His eyes wide in the darkness, the ex-Homunculus goggles around at the darkened halls and fancy bedrooms. He knows it's the Pokeballs they're supposed to be going after, but there's just so much stuff!

"Whoa...."
garbagechild: just collect a bunch of recently-resurrected dead people and tell them lies?? (you really think someone would do that?)

[personal profile] garbagechild 2015-08-17 12:49 pm (UTC)(link)
"Yeah!" Wrath replied in hushed, awed tones. He could barely even afford to buy five pudding cups at once. This was insane. "Where do we go first, Ralph?"
garbagechild: you can count on me to wobble, squirm, or even writhe when the occasion calls for it. (here's the thing: i'm a wiggler)

[personal profile] garbagechild 2015-08-21 04:35 pm (UTC)(link)
"Okay!"

He promptly crept forward, padding silently up to the spent partiers, keeping an eye out for the glossy little cherry-colored circles that were shrunken 'sleep-mode' Pokeballs.
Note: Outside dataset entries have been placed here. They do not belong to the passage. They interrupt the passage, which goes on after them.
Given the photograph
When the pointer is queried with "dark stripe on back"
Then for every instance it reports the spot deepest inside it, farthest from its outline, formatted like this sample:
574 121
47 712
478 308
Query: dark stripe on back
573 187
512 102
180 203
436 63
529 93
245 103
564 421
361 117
... Aha! There was a small assortment piled on the faultline between two couch-cushions. They'd come unlatched from someone's belt, apparently. He grabs for them.
garbagechild: that you can do alchemy even if you're stupid? you can be really dumb and they won't even check (DIDYOU KNOW)

[personal profile] garbagechild 2015-08-23 07:51 pm (UTC)(link)
As much of a nuisance as the kid is, he'd been taught by some of the very best-- people who had been getting away with literal murder for hundreds of years.

Scooping up the balls neatly, he dumps them into the bag and then shoots Ralph a great big DID YOU SEE IT WERE YOU WATCHING grin over his shoulder.
garbagechild: nobody bothered to get me vaccinated and i'm food aggressive (i know im cute but dont pet me)

[personal profile] garbagechild 2015-09-02 06:39 pm (UTC)(link)
By the time Ralph has filled his sack and set off to search for his partner in crime, Wrath had made his way through quite a number of rooms-- his size enabling him to move faster and less carefully than the behemoth that was Wreck-It Ralph.

His bag is bulging so much that he can no longer lift it all the way-- he has to drag it across the floor.

There... might be more than just Pokemon in there. Wrath has sticky fingers even when he's not on the clock.

Ralph will stumble across the awful little goblin with his bag temporarily abandoned on the floor; Wrath himself has climbed to the very top of a fancy set of drawers, his starry eyes set on a long-haired, brick-faced Purugly that is currently loafing on top of a fancy armoire.

HE WANTS TO PET IT.
garbagechild: and god is dropping a slice of ham on me (i am a little black cat)

[personal profile] garbagechild 2015-09-06 09:57 pm (UTC)(link)
TOO LATE.

Wrath's hand makes the slightest contact with the cat's luxurious fur, and then all hell breaks loose.

With a snarly growl, the Purugly's eyes snap open and like lightning, it rakes its claws across Wrath's hand-- eliciting a squeal of surprise and pain in response.

And then he falls off the dresser.
garbagechild: *containment breach alarm immediately starts blaring* (*steps outside*)

[personal profile] garbagechild 2015-09-08 02:43 am (UTC)(link)
Wrath might as well be a ragdoll in Ralph's giant meatclub hand.

He lets out a startled yelp, but has the presence of mind to at least grab his sack of spoils as Ralph hauls him off upside-down.
garbagechild: THIS HOUSE IS A FUCKING NIGHTMARE (no wet food for a MONTH?!)

[personal profile] garbagechild 2015-09-11 03:20 am (UTC)(link)
"Shut my--waaAAAAA!"

Wrath didn't know WHAT was coming, and when the blinding flash lit everything up, he did the first thing that he could think of and shoved his entire head into the bag to escape what he could only interpret as his eyeballs being seared out of his head.